Secondly, there are engineering challenges. With the large-scale integration process and critical circuit design in place, how can errors caused by bottom-up multi-scale non-ideal effects be overcome and assembled into an efficient system chip? With the joint efforts of the team's teachers and students, the STELLAR architecture was proposed, algorithm optimization and simulation experiments were completed, and a highly efficient storage and computation integrated learning chip was fabricated, achieving a significant improvement in speed and energy efficiency.

"The road is difficult, but it holds extraordinary significance. It is an important battlefield in the current global high-tech field," Gao Bin believes. Chip research is a long and arduous process, with no apparent breakthrough in sight. However, through continuous research and learning, valuable achievements are obtained.

As the first authors of academic papers, Zhang Wenbin and Yao Peng have gained extensive knowledge in various research fields such as semiconductors, microelectronics, software algorithms, and neuromorphic computing during their doctoral studies.

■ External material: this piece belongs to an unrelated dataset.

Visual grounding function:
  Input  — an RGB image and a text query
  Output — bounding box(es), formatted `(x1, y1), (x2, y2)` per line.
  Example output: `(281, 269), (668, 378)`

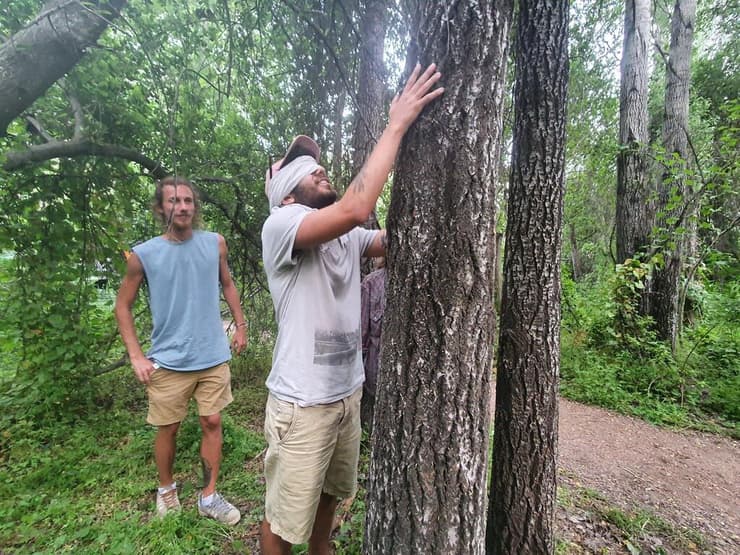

They have accumulated rich research and development results and valuable engineering experience.

From nothing to something, from weakness to strength. On this path of scientific research, which has no shortcuts, these "chip youth" have experienced countless moments of giving up after preparation and observation, only to start anew after numerous setbacks, overcoming one challenge after another.

Looking to the future, Wu Huaqiang hopes that the team's solutions and technologies can go beyond the laboratory and effectively promote the transformation of scientific research achievements. They are dedicated to serving the needs of the country and society.